While the pickaxe groove ticks along (of course this pickaxe groove is reminiscent of the ticking clock trope we’ve been commenting on in film trailers for the past nine years), the visuals show us the work camp context for the start of this adventure, and through the voiceover we hear the deal being struck between Murphy and Clancy. The music cuts to silence at 0:30 to leave space for Clancy to make his offer: smuggle the gold, and walk free.
The next chapter of this trailer (0:35-0:53) has many overlapping layers of electric guitars (including a tip of the hat to blues slide guitar sensibilities of Sinners, also set in the 1930s) plus a clock sound that is now ticking four times as fast as the pickaxe groove from earlier. In this sequence, Murphy and his team are driven to a mine, given packs full of gold, and sent off on their mission. This musical section pauses at 0:56 to show Murphy breaking through a rope bridge and nearly plunging to his death.
The trailer really takes off at 1:00 when the crew sets off into the forests. Here the music is mostly a pulsing bass rhythm accompanied by snare drum along with menacing BRAAAM sounds. There are some nice moments of music synched with visuals here, including at 1:00 when five adjectives from positive film reviews in block capitals appear on screen to the beat of the music. Then there are the gunshots at 1:22, also sequenced to be a 4-beat count-off in time with the music.

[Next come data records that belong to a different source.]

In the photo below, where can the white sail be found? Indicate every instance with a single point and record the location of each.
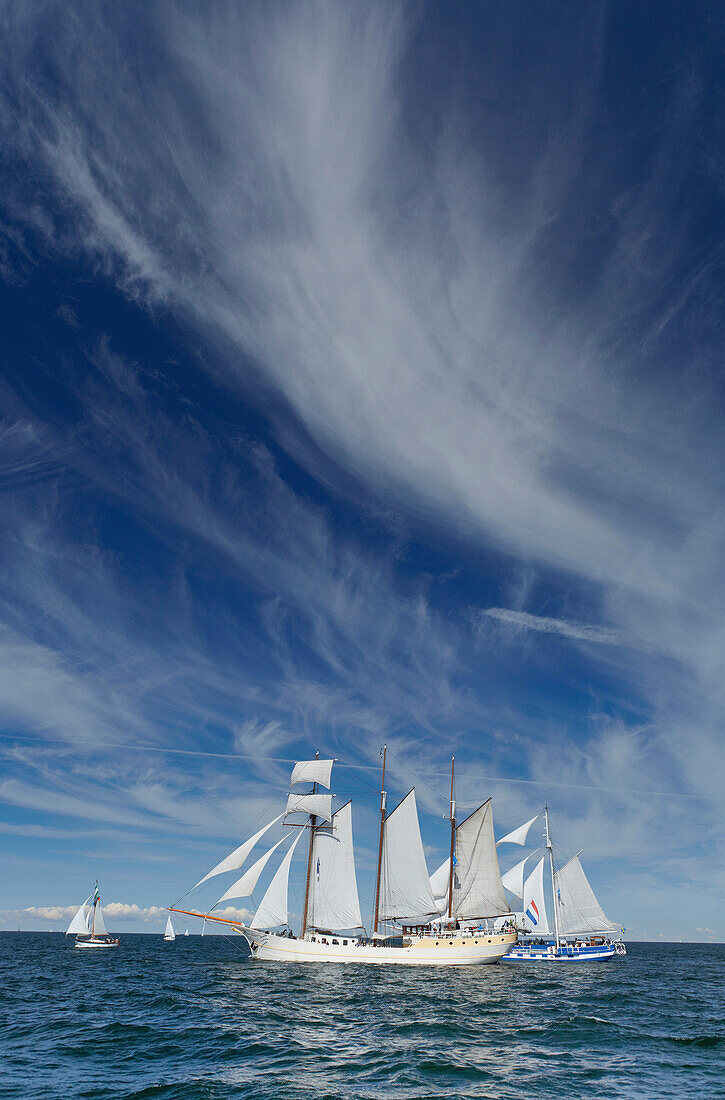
(333, 903)
(440, 879)
(312, 771)
(514, 878)
(98, 924)
(237, 858)
(244, 886)
(405, 887)
(478, 890)
(535, 912)
(518, 835)
(272, 910)
(79, 924)
(320, 805)
(578, 909)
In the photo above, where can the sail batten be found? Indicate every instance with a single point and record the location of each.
(478, 890)
(578, 908)
(272, 910)
(405, 888)
(245, 884)
(333, 900)
(237, 858)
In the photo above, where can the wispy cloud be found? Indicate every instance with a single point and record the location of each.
(542, 624)
(423, 351)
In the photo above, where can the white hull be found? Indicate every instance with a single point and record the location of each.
(475, 949)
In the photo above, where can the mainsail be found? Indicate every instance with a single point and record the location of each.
(478, 890)
(79, 924)
(333, 903)
(98, 923)
(405, 887)
(518, 835)
(272, 911)
(237, 858)
(578, 909)
(440, 879)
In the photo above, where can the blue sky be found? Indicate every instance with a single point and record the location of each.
(361, 381)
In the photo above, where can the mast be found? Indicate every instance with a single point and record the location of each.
(452, 855)
(312, 822)
(380, 845)
(553, 886)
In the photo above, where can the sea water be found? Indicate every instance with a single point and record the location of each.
(198, 1019)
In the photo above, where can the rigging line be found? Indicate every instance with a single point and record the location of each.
(158, 748)
(339, 763)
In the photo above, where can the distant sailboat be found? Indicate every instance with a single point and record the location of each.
(423, 928)
(92, 934)
(581, 931)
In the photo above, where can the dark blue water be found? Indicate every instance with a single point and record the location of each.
(197, 1019)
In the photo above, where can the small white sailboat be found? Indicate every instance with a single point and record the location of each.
(421, 928)
(88, 924)
(581, 931)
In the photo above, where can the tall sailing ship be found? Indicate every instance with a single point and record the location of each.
(445, 920)
(581, 931)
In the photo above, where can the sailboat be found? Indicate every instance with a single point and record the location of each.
(92, 934)
(581, 931)
(410, 924)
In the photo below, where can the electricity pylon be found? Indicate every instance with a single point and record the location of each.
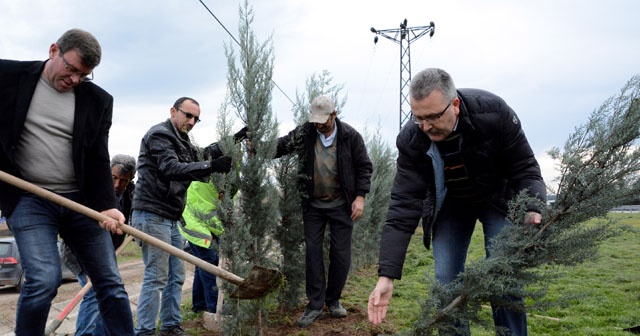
(408, 34)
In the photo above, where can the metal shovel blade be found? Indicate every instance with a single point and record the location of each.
(258, 283)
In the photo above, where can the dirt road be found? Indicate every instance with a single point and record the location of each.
(132, 275)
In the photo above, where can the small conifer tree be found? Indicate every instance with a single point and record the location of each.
(247, 241)
(366, 232)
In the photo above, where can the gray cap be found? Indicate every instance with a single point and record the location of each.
(321, 109)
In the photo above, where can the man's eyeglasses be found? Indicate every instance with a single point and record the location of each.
(432, 119)
(74, 71)
(189, 115)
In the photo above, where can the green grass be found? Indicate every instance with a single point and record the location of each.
(598, 297)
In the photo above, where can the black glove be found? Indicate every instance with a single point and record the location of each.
(221, 164)
(241, 134)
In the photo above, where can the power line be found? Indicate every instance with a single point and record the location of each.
(398, 36)
(238, 43)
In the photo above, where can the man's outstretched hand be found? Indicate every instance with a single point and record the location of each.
(241, 134)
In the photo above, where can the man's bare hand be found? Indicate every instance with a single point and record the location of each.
(532, 217)
(114, 224)
(357, 207)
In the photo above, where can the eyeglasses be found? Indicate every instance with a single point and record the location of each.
(74, 71)
(432, 119)
(189, 115)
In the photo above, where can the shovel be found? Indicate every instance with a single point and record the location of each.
(258, 283)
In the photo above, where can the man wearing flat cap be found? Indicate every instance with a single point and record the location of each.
(336, 177)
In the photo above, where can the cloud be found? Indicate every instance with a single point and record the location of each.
(553, 62)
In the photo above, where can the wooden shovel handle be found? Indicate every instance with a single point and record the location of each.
(69, 204)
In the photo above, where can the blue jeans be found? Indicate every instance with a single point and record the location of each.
(205, 289)
(320, 291)
(163, 273)
(89, 321)
(452, 233)
(36, 223)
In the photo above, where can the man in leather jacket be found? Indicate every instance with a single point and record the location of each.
(461, 159)
(167, 164)
(54, 133)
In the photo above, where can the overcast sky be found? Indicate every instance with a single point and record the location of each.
(553, 61)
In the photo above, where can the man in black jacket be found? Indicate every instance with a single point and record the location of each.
(54, 133)
(167, 164)
(338, 173)
(460, 160)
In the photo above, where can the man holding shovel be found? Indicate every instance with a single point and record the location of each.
(54, 134)
(89, 322)
(167, 164)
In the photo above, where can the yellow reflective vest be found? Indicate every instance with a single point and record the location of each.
(200, 220)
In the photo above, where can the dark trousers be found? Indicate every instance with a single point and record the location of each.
(205, 289)
(321, 291)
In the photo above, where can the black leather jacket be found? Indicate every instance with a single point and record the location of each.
(167, 164)
(498, 159)
(92, 121)
(354, 165)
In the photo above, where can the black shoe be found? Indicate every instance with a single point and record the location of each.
(337, 310)
(174, 331)
(309, 316)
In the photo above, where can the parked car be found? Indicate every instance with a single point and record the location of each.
(11, 273)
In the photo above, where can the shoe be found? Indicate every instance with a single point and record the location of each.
(174, 331)
(309, 316)
(337, 310)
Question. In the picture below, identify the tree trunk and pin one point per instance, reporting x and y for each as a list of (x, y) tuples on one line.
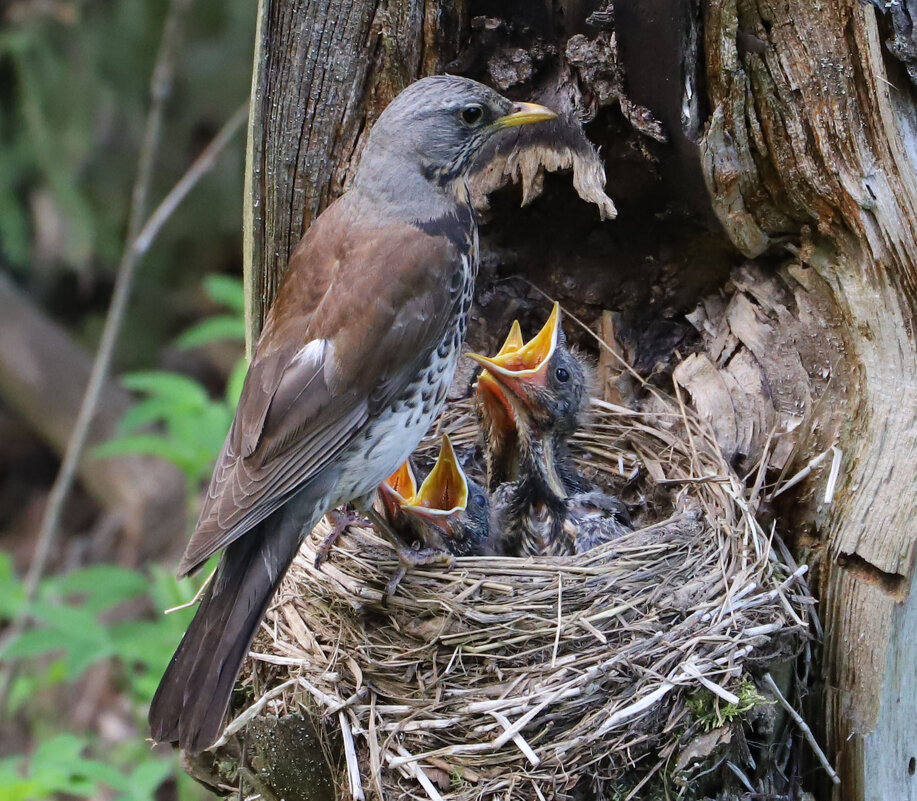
[(770, 238)]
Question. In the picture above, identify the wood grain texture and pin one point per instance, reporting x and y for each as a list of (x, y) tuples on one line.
[(323, 72), (811, 134)]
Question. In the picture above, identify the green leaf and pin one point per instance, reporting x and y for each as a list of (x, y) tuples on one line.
[(148, 445), (103, 586), (184, 391), (147, 411), (226, 291), (146, 779), (213, 329)]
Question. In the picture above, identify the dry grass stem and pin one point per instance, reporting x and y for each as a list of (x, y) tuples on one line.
[(507, 678)]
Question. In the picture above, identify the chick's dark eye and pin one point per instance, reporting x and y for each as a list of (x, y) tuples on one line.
[(472, 115)]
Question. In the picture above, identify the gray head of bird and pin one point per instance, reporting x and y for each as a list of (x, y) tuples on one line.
[(539, 387), (439, 125)]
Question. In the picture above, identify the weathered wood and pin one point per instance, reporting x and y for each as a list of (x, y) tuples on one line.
[(323, 72), (795, 130), (809, 132), (43, 374)]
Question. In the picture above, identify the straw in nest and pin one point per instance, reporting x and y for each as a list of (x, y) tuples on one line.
[(530, 678)]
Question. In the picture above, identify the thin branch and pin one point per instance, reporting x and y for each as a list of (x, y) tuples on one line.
[(136, 244), (803, 726)]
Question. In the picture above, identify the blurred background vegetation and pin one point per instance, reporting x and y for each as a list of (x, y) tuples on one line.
[(74, 96)]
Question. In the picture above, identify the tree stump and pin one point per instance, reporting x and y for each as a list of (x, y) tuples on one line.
[(762, 160)]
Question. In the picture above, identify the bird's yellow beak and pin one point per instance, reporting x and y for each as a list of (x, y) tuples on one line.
[(528, 362), (488, 388), (524, 114), (445, 491), (402, 482)]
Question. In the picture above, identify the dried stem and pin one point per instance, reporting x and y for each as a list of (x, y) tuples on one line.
[(137, 242)]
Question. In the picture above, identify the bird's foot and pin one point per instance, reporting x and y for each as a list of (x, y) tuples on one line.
[(384, 527), (341, 520), (416, 557)]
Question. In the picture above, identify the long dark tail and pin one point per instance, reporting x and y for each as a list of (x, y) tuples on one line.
[(191, 701)]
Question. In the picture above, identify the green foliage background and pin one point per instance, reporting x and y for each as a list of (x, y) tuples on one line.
[(74, 83)]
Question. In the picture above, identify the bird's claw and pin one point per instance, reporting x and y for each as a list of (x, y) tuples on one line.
[(341, 519)]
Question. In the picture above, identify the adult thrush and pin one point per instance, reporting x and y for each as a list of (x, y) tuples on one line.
[(352, 366)]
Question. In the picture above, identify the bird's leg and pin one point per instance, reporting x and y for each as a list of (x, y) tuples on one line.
[(383, 526), (420, 557), (341, 519), (407, 557)]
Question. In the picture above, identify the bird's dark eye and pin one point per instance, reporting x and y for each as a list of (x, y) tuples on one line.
[(472, 114)]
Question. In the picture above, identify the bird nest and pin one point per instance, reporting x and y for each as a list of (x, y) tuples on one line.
[(542, 677)]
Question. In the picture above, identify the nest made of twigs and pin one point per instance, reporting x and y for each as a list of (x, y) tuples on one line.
[(529, 678)]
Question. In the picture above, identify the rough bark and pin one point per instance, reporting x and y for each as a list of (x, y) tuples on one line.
[(42, 377), (814, 134), (323, 72)]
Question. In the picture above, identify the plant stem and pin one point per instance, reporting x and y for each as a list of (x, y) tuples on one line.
[(160, 88)]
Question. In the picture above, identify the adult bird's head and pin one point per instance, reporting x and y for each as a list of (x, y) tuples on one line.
[(454, 510), (437, 126)]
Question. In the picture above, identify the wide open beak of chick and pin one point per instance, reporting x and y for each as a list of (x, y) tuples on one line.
[(443, 496), (521, 368), (487, 389), (397, 490)]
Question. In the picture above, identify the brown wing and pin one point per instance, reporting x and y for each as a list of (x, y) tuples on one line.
[(359, 310)]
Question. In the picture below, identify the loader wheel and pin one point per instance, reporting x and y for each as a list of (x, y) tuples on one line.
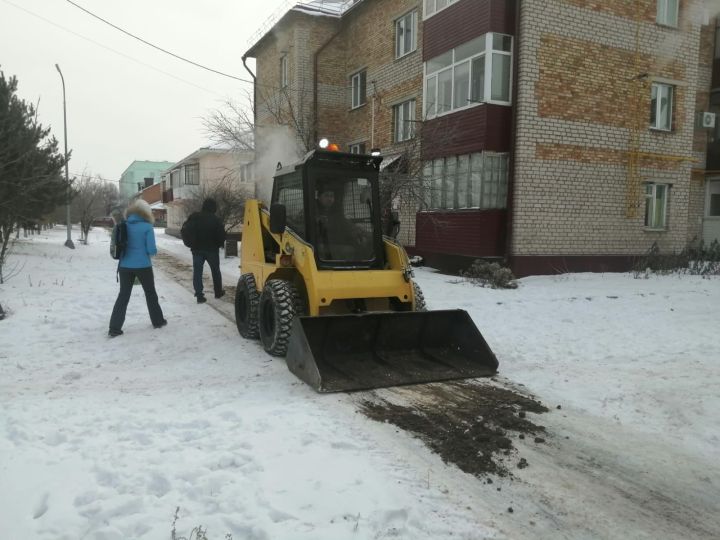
[(280, 303), (247, 300), (420, 304)]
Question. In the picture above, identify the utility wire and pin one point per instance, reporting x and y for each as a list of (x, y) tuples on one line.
[(155, 46), (112, 50)]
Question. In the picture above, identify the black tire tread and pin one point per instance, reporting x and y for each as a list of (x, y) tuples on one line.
[(287, 304), (247, 283), (420, 304)]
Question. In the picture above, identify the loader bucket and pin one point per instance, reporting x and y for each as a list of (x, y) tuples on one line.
[(339, 353)]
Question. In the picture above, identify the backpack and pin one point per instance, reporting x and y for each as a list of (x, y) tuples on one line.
[(188, 232), (118, 240)]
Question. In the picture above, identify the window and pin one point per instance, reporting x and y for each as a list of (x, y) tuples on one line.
[(357, 85), (404, 121), (656, 205), (477, 180), (246, 173), (477, 71), (357, 148), (283, 71), (406, 34), (192, 174), (667, 12), (661, 106), (433, 6), (713, 199)]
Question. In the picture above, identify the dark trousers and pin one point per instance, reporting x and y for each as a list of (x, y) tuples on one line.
[(213, 260), (147, 280)]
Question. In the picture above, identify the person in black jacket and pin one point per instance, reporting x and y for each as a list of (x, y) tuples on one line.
[(208, 234)]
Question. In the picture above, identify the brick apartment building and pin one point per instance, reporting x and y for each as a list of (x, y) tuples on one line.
[(555, 134)]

Up to here the music in this trailer has been instrumentally minimalist, focusing on percussion, bass, guitars and some synths. But at 1:54 they bring in a repeating figure on upper strings, a quick violin gesture that gives the feeling of racing. There’s a descending motif in the midrange strings here as well, and this sudden orchestral heft serves to heighten the intensity of the trailer’s closing act, which gives us a barrage of short clips of the near-death encounters our protagonists will face.
It’s a strong trailer, creative, clear, and captivating. Besides the obvious comparison to period pieces like record-breaking Sinners, The Weight’s story also feels similar in aesthetic to Clint Bentley’s superb 2025 period drama Train Dreams. The pickaxe groove was the highlight for me.
The Weight drops in theatres September 18.